11 September 2024
HESTA is urging the country’s biggest businesses to intensify their efforts on climate change, nature loss, gender equality and decent work to help build the retirement savings of the Fund’s more than one million members.
In its fifth annual letter to ASX300 chairs and CEOs, the $87 billion profit-for-member super fund has outlined the issues on which it will engage with companies in the 2024-25 financial year. HESTA is encouraging companies to demonstrate foresight and ambition by putting appropriate plans and targets in place to address risk and create long-term value.
HESTA CEO Debby Blakey said she valued deeply the ongoing engagement investors have had with companies, which has helped protect and enhance long-term investment value.
“Through constructive engagement with companies, investors have encouraged big emitters to act faster on climate and significantly improved gender diversity on boards and executive teams across the ASX,” Ms Blakey said.
“But more needs to be done. That’s why HESTA is encouraging companies to act now on climate change, nature loss, gender equality and decent work, supporting us to deliver strong, long-term investment performance.”
Ms Blakey said these four themes remain material issues as they present financial risks for companies, shareholders and the global economy.
“This year our engagement on climate action will focus on ensuring boards have the right mix of skills and capabilities needed to transition their business to a low-carbon future. We’re also looking for credible climate plans, especially from energy, resources and industrial companies, that bring forward investment in new technologies,” she said.
“On gender equality, this year we’ll be monitoring gender pay gaps closely and asking companies to set gender balance targets – at least 40 per cent women – not only at the board and executive level, but right across their organisation.
“Nature loss and decent work are emerging areas of concern for investors and we’re encouraging the ASX300 to prioritise these issues given the potential negative impact to long-term financial performance.”
Ms Blakey said it’s been encouraging to see progress made on gender equality and climate change over the years. In March 2023, 75 per cent of the ASX200 had committed to or were reporting against the Task Force on Climate-related Financial Disclosures framework, up from 66 per cent the year before.[1]

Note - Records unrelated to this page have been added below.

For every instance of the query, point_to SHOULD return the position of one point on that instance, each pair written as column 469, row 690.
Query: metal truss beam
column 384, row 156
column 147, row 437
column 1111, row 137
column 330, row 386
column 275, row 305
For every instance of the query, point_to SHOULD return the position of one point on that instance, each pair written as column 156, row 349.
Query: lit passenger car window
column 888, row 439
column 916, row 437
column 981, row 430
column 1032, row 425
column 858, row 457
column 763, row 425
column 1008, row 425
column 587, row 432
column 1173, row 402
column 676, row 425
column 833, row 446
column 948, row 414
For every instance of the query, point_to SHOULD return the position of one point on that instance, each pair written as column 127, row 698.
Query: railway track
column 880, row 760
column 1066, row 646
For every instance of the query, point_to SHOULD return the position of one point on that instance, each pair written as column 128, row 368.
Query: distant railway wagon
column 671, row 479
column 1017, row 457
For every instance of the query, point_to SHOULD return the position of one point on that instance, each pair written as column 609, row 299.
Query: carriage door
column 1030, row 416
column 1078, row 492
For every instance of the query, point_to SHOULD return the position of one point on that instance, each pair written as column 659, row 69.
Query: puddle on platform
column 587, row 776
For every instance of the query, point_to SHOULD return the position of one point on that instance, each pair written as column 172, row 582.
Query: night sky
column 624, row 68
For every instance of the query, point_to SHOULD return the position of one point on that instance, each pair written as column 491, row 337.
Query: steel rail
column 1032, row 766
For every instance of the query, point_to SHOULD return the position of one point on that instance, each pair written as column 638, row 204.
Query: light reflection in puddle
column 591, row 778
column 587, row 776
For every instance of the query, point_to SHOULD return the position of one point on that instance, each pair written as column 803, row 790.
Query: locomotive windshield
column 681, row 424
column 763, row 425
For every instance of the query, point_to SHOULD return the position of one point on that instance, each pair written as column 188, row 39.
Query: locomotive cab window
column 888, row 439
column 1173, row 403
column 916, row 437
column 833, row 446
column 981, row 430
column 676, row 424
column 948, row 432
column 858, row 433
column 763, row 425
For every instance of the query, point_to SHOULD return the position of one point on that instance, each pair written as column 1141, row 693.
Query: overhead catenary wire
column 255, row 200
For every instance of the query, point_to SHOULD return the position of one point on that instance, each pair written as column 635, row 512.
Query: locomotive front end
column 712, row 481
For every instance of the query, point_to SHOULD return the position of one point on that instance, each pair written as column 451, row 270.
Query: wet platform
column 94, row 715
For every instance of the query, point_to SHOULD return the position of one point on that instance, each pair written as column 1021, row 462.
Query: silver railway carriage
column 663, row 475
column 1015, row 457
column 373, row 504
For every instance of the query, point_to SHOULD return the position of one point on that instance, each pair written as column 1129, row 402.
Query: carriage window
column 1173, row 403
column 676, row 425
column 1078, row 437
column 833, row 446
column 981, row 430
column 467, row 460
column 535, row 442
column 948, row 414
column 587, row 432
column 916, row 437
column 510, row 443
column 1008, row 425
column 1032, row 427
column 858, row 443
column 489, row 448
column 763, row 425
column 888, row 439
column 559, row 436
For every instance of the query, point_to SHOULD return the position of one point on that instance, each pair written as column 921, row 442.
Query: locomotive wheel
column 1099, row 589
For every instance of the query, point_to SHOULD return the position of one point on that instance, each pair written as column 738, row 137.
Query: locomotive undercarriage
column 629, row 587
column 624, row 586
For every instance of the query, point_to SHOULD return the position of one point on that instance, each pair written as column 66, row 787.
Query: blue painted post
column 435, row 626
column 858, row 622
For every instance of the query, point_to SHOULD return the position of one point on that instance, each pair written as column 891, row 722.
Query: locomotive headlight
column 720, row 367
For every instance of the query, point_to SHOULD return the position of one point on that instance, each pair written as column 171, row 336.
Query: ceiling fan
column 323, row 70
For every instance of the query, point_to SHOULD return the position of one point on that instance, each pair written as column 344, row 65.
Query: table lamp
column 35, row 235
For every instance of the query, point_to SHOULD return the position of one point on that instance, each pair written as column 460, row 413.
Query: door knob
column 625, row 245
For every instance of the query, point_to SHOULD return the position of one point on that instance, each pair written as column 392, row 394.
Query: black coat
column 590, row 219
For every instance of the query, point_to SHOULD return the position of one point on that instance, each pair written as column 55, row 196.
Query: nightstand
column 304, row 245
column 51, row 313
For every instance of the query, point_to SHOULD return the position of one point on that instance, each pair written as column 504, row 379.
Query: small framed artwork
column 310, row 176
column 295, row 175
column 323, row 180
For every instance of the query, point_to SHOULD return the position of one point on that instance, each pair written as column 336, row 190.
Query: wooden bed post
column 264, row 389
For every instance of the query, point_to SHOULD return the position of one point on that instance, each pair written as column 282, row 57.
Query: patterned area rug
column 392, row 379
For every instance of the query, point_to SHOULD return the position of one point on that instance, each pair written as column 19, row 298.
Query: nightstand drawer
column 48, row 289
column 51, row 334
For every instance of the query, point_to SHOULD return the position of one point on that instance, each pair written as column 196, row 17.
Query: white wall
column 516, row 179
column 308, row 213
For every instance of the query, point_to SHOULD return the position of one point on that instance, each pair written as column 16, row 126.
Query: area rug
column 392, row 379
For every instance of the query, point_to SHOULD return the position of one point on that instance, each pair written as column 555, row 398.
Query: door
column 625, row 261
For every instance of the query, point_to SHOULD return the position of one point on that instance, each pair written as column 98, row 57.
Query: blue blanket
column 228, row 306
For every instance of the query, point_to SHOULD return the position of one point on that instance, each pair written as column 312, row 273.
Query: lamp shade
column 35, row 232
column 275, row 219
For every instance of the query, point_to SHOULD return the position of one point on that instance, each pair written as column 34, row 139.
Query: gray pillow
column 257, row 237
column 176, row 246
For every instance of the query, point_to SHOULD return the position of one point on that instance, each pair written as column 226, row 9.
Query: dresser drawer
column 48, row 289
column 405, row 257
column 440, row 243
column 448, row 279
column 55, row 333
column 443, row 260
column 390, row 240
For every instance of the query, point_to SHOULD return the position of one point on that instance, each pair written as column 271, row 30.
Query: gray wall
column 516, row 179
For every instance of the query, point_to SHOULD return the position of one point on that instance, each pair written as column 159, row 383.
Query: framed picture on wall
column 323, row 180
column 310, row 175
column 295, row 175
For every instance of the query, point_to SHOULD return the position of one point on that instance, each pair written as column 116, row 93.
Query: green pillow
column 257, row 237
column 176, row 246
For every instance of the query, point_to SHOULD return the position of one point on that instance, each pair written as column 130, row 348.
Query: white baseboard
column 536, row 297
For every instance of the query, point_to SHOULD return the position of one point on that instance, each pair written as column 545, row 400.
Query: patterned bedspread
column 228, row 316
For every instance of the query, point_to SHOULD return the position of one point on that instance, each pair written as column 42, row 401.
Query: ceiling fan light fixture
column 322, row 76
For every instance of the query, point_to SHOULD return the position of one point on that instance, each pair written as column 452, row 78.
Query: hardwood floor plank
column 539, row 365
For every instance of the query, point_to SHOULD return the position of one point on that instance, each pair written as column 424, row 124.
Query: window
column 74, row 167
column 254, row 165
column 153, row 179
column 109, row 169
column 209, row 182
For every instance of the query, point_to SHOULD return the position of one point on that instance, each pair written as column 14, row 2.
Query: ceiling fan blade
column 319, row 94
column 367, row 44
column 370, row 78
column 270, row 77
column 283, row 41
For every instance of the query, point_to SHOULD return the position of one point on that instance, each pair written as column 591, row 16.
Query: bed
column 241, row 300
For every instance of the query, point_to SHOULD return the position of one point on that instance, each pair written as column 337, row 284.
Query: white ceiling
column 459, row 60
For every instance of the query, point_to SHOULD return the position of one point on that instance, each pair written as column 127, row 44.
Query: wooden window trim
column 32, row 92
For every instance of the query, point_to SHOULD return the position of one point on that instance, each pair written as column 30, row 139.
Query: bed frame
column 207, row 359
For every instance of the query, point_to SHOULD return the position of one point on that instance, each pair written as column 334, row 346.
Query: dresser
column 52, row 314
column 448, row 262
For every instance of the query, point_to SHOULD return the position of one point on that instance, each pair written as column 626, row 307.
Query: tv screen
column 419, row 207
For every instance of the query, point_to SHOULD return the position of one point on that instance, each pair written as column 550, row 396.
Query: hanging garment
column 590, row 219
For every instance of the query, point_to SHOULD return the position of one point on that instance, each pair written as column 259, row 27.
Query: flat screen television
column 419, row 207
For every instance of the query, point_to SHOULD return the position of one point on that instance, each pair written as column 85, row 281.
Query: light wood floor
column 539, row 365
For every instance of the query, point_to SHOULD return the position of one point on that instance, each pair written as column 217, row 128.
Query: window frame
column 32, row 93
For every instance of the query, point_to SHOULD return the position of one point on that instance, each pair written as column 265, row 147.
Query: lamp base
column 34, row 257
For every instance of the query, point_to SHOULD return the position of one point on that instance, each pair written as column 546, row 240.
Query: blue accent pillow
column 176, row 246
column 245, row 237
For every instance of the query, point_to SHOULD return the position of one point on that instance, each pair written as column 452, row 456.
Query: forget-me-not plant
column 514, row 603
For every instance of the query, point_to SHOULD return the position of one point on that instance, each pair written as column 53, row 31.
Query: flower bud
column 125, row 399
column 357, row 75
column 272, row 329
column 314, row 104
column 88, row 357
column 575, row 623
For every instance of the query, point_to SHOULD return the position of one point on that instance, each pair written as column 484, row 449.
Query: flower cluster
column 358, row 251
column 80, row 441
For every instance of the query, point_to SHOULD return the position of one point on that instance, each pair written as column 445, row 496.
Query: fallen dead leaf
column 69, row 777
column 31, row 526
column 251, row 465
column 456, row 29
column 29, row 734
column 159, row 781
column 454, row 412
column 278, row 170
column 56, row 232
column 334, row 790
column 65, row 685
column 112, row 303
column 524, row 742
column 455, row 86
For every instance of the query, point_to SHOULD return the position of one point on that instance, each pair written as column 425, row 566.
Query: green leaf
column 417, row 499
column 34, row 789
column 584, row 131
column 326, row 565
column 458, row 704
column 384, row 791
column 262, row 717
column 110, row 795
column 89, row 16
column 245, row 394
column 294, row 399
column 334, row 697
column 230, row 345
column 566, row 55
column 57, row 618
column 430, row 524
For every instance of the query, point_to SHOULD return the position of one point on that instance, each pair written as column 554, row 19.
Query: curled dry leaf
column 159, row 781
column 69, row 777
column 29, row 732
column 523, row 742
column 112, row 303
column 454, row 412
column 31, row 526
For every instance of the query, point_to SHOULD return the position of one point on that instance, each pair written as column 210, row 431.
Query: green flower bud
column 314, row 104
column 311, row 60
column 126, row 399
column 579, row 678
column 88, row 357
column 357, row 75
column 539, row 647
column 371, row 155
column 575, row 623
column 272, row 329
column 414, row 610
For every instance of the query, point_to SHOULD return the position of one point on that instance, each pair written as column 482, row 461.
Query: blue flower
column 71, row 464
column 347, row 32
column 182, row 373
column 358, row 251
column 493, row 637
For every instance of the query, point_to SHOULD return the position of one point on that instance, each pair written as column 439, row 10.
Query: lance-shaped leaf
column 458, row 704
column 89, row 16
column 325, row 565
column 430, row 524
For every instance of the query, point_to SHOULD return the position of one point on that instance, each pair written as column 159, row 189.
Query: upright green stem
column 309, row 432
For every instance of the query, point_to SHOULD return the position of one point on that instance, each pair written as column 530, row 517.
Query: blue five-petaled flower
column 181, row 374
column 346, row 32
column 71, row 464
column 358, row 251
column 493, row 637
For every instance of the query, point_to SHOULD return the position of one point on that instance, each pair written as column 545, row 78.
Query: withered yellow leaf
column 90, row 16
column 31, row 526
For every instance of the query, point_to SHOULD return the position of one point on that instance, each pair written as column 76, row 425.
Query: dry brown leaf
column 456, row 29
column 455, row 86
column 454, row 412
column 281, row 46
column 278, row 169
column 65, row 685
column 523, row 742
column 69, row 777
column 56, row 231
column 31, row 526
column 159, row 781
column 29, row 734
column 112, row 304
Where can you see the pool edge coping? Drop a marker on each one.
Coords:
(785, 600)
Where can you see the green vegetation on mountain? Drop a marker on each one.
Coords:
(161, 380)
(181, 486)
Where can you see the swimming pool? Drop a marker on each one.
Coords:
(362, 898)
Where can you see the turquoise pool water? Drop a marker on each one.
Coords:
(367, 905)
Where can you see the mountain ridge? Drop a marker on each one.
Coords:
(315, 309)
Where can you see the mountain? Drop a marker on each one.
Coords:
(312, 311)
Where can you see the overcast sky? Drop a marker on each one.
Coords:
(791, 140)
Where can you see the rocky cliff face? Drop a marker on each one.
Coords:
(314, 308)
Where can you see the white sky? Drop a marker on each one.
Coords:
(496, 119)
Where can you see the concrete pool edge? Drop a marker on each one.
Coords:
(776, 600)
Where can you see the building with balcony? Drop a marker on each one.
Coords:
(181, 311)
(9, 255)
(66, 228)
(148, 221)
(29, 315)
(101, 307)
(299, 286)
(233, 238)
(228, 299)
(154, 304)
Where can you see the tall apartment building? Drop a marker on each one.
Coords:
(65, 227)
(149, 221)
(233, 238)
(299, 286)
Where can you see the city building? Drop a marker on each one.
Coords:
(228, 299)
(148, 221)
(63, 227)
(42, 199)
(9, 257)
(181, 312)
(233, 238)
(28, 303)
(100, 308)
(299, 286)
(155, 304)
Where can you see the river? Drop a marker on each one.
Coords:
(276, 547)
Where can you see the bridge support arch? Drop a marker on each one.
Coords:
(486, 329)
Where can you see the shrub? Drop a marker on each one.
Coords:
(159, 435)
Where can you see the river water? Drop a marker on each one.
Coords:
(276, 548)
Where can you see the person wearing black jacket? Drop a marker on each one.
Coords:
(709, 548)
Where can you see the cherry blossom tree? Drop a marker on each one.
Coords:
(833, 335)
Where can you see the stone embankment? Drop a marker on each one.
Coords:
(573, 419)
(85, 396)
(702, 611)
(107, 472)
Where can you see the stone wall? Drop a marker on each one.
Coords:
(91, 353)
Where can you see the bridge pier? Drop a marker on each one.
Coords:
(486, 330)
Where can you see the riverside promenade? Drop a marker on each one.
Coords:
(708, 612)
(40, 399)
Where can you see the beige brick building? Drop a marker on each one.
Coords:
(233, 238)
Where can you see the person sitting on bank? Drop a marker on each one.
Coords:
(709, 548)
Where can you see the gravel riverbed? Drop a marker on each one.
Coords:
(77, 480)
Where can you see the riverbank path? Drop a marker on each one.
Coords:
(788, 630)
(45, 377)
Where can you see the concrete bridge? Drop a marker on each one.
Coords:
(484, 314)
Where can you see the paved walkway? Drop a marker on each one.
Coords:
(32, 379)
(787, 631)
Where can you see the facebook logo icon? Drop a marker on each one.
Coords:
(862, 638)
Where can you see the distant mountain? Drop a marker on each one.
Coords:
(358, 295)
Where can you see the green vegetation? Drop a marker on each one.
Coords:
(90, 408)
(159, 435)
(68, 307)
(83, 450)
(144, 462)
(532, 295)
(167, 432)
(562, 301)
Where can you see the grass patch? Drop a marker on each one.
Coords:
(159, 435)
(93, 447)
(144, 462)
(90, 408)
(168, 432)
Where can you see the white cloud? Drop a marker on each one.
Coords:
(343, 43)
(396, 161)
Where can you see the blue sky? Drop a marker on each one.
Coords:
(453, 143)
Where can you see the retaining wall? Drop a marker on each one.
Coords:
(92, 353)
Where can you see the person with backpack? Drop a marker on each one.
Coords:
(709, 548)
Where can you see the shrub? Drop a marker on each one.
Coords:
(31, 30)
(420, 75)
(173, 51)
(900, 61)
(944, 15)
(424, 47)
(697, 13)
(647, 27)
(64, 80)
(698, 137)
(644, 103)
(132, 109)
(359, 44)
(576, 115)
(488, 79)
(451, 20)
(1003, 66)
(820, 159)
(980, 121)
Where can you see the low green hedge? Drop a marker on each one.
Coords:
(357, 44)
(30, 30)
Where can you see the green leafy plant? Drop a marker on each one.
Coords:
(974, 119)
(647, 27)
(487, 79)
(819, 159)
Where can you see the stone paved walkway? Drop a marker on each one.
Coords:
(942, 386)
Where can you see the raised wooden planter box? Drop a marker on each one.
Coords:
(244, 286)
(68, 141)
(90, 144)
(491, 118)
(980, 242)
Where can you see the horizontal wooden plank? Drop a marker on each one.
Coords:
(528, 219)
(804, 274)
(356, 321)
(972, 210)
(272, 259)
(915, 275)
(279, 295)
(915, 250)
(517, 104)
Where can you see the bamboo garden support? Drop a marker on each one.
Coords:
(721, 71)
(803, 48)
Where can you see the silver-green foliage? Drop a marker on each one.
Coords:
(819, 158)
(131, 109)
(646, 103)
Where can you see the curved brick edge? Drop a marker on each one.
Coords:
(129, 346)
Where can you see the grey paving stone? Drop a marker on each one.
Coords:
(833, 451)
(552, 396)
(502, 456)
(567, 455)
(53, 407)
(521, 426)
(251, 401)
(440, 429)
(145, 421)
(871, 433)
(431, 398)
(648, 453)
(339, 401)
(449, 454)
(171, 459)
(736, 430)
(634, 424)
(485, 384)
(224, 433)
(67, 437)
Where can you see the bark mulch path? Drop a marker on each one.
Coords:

"Even before we started writing to companies five years ago, HESTA was voting against all-male boards and we continue to do so. Now just 30 more appointments of female directors are needed to hit gender balance in Australia’s top 200 listed companies,[2]” she said.
“More than one million Australians trust HESTA to look after their hard-earned retirement savings and expect us to do everything we can to protect and enhance the value of their investments.”
HESTA’s active ownership priorities for FY 2024-25:
- Balancing climate goals and practical steps
- Companies must balance climate ambition with an orderly transition to a low-carbon economy that’s in the best financial interests of members.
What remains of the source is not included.